(61t) Use of Bayesian Optimization for Efficient Finding of Optimal Operating Condition of Simulated Moving Bed Process | AIChE

(61t) Use of Bayesian Optimization for Efficient Finding of Optimal Operating Condition of Simulated Moving Bed Process

Authors 

Lee, J. H., University of Southern California
Simulated moving bed (SMB) is a chromatographic separation process that can be operated continuously. It provides the effect of moving the stationary (solid) phase by arranging several columns and periodically switching the position of inlet and outlet ports. Since the solid phase and the solvent move in opposite directions, components highly adsorbed to the solid phase flow with solid bed movement and poorly adsorbed components flow with the solvent (desorbent), enabling separation of the mixture. Compared to the conventional batch chromatography, SMB process has the advantages of lower production costs (by reducing the amount of stationary phase and desorbent used) and high purity and yield. Due to these advantages, the SMB technology has been broadly applied in petrochemical, carbohydrate, and pharmaceutical industries.
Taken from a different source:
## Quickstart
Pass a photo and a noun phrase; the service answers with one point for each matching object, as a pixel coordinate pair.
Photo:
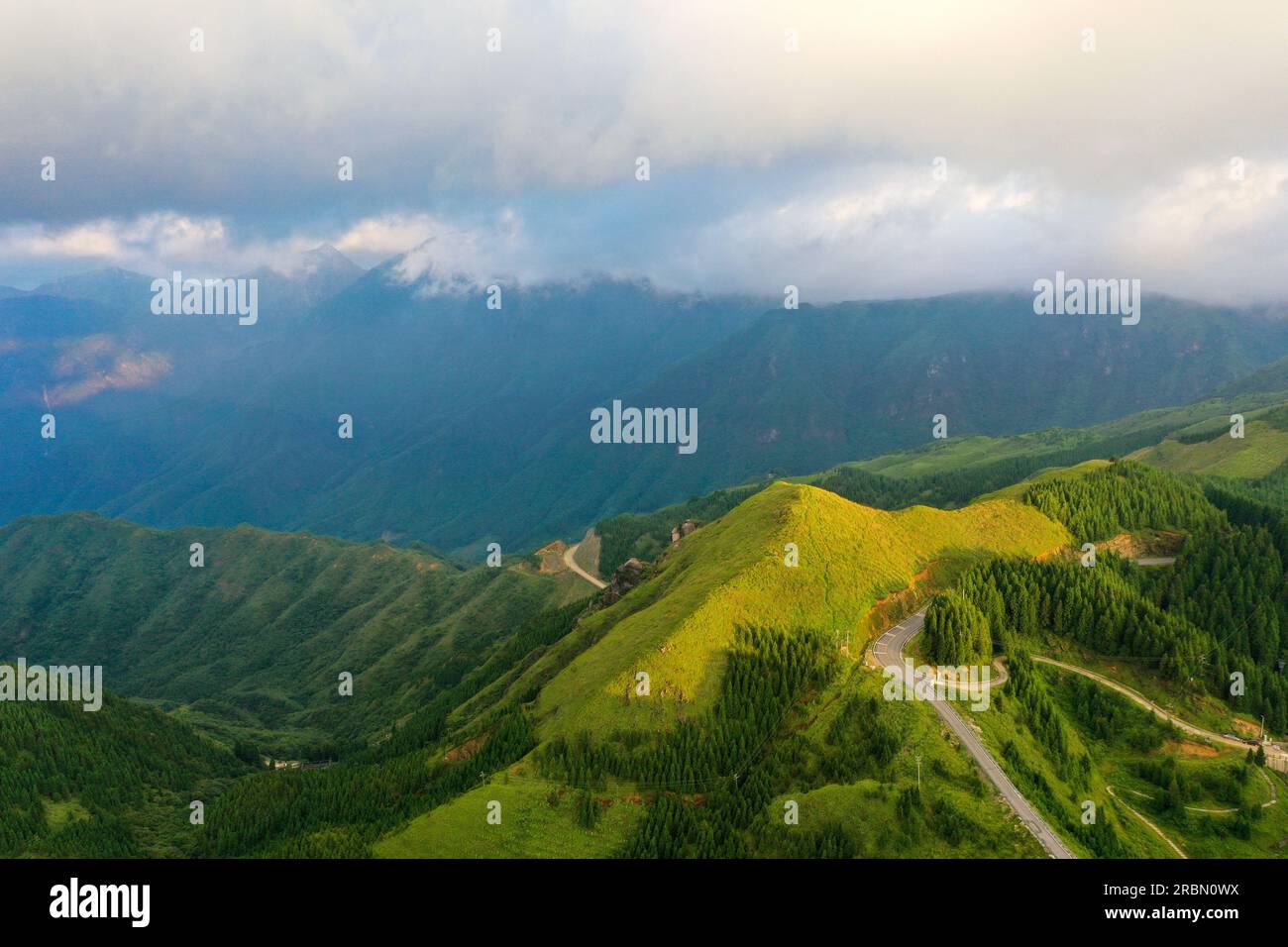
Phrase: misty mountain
(472, 424)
In practice, it is important to quickly find feasible and possibly optimal operating conditions of SMB process for a new separation task, because large amounts of off-spec products are produced during the test runs in searching for them. An SMB process generally takes a long time (sometimes more than 2 days) to reach a cyclic steady state when operating conditions change. Therefore, methods such as random search or grid search are inappropriate. It can be helpful to use a first-principles model to find a good starting guess for the optimal operation condition, but first-principles based high-fidelity SMB process models can be quite complex and take several hours or even days to calculate the cyclic steady state, making it difficult to use for this purpose. On the other hand, the true moving bed (TMB) model based on the assumption of instantaneous equilibrium is conceptually simple and requires much less computational time, but has low accuracy.

To address these challenges, this study develops an automated algorithm based on Bayesian optimization that efficiently recommends a new candidate of operating conditions of SMB by balancing exploration and exploitation. With the algorithm, one can quickly and sequentially approach the optimal condition, both in high-fidelity simulations and actual plant trials. In our case, the optimal operating conditions of the SMB process are defined as those resulting in the minimum desorbent consumption while satisfying product specifications of 99.5% or higher purity. While the objective function (desorbent consumption rate) is inexpensive-to-evaluate, constraints (product purities) are very expensive-to-evaluate because they are defined with respect to the cyclic steady state which takes long time to reach. Operating degrees of freedom are the four m ratios, which are the ratio of the solvent flow rate to the solid flow rate for the four zones of the SMB process. As these m ratios vary, process variables such as the extract flow rate, raffinate flow rate, recycle flow rate, and switch time vary accordingly. In the developed Bayesian optimization framework for SMB process, Gaussian process regression with Matérn32 kernel is used to predict the extract and raffinate purity. As an acquisition function, the typical choice of expected constrained improvement is modified to fit the case of an inexpensive-to-evaluate objective function and expensive-to-evaluate constraints. We also introduced batch Bayesian optimization to recommend multiple candidates in one iteration when function evaluation can be performed in parallel.

To test the suggested algorithm, the separation of m-cresol and p-cresol mixture is studied. Using the 66,510 data from the TMB model as a true function, it turned out that the Bayesian optimization approaches the true optimum faster than either random search or greedy search. Whereas the random search performs inconsistently and the greedy search gets stuck at a sub-optimum, Bayesian optimization effectively reaches the global minimum of desorbent consumption while satisfying the purity constraints, by balancing exploitation and exploration. Next, the complex high-fidelity SMB model is assumed as a real SMB process. The proposed framework is shown to find better operating conditions as iterations progress. Furthermore, we investigate the effect of using the simple TMB model as a baseline of purity prediction. Even though the TMB model is less accurate, it is worthwhile to utilize its results as the initial mean in the Gaussian modeling, because search space can be effectively narrowed in initial iterations by reflecting the physics of the SMB process, albeit only in an approximate manner.

The current industrial practice is that the operating conditions of SMB process are explored by changing them little by little while relying on the experience of experts. The method not only requires many repetitions of experiments, but also may not ultimately find a point that satisfies the purity constraints. The proposed Bayesian optimization framework is more efficient and finds better operating conditions by allowing the algorithm to choose the next operating conditions it wants to learn from. It can lower the dependency on the expert experience and reduce the amounts of off-spec products by minimizing the number of trial runs.